Robin closed her eyes. Tried to remember. Her mom’s voice over the phone. We have some good news to announce. Dinner with Eric and her parents at their favorite restaurant—a French place in White Plains they’d just discovered. Cake brought to the table and wineglasses raised. Just the four of them. It had always been just the four of them for dinner. Just the three of them before Eric. When Robin was a kid, her mother had an active social life during the day, with her volunteer work and her PTA friends and her walks in the park. That baby bird. She’d tried bringing home a dog once—a sickly old thing from the shelter. But Dad was allergic, so she’d found it another home. And then there was another time—a babysitter of Robin’s, a girl named CoCo who’d come from a bad home. We have room, Mom had said, her voice cracking. She deserves a chance. It wouldn’t be forever. God, Robin hadn’t thought of that girl in years . . .

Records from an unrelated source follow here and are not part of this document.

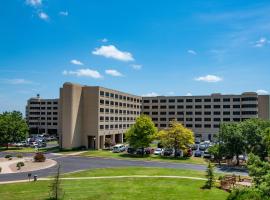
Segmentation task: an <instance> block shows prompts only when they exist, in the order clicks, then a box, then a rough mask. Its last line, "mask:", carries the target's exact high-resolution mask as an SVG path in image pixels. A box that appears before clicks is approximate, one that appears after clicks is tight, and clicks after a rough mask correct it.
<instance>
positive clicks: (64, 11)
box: [59, 11, 68, 16]
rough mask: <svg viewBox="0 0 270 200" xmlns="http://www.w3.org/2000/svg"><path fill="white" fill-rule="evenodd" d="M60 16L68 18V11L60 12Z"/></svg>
mask: <svg viewBox="0 0 270 200" xmlns="http://www.w3.org/2000/svg"><path fill="white" fill-rule="evenodd" d="M59 15H61V16H68V11H60V12H59Z"/></svg>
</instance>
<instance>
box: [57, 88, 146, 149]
mask: <svg viewBox="0 0 270 200" xmlns="http://www.w3.org/2000/svg"><path fill="white" fill-rule="evenodd" d="M59 102H60V115H59V117H60V121H59V123H60V144H61V146H62V148H74V147H79V146H85V147H87V148H90V149H93V148H95V149H99V148H104V144H105V138H111V139H112V140H113V141H115V142H116V143H122V142H123V137H124V133H125V132H126V131H127V129H128V128H129V127H130V126H131V125H132V124H134V122H135V119H136V117H138V116H139V115H140V114H141V113H140V111H141V104H142V98H141V97H139V96H135V95H131V94H127V93H124V92H119V91H116V90H110V89H107V88H103V87H99V86H82V85H78V84H72V83H65V84H64V85H63V87H62V88H61V89H60V100H59Z"/></svg>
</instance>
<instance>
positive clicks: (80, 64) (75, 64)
mask: <svg viewBox="0 0 270 200" xmlns="http://www.w3.org/2000/svg"><path fill="white" fill-rule="evenodd" d="M70 63H71V64H73V65H83V63H82V62H81V61H79V60H76V59H73V60H71V61H70Z"/></svg>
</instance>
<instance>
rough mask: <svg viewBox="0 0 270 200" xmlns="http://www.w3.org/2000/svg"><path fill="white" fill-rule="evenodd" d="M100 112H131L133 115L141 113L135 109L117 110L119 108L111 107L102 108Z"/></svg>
mask: <svg viewBox="0 0 270 200" xmlns="http://www.w3.org/2000/svg"><path fill="white" fill-rule="evenodd" d="M99 112H101V113H104V112H105V113H111V114H112V113H115V114H128V115H129V114H131V115H139V114H140V112H139V111H133V110H117V109H109V108H100V109H99Z"/></svg>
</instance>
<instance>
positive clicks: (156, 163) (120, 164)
mask: <svg viewBox="0 0 270 200" xmlns="http://www.w3.org/2000/svg"><path fill="white" fill-rule="evenodd" d="M29 155H31V154H28V156H29ZM1 156H3V153H2V155H1V153H0V157H1ZM46 157H47V158H51V159H54V160H56V161H57V162H58V163H60V164H61V168H62V169H61V173H67V172H74V171H78V170H85V169H91V168H92V169H93V168H111V167H129V166H141V167H161V168H176V169H192V170H205V169H206V167H205V166H203V165H196V164H184V163H172V162H156V161H152V162H151V161H138V160H118V159H111V158H90V157H81V156H57V155H53V154H47V155H46ZM56 168H57V167H56V166H54V167H51V168H48V169H43V170H38V171H34V172H32V175H37V176H38V177H46V176H51V175H53V174H54V173H55V172H56ZM27 174H28V172H25V173H12V174H0V181H14V180H23V179H26V178H27Z"/></svg>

Always taking in strays. Dad always making her take them back. Mom’s days were busy, but the nights were reserved for her family. That was the way Robin had looked at it. Her vision blurred. A tear slipped down her cheek. Maybe Dad was jealous of the strays. Maybe he wanted Mom all to himself.
“Ms. Diamond?” Morasco asked.
“I’m sorry. What was the question?”
Baus said, “Why did your father decide to leave Wards Island?”
“I think he just . . . I think he wanted to spend more time at home.”
“Did he ever mention feeling threatened?” Morasco said.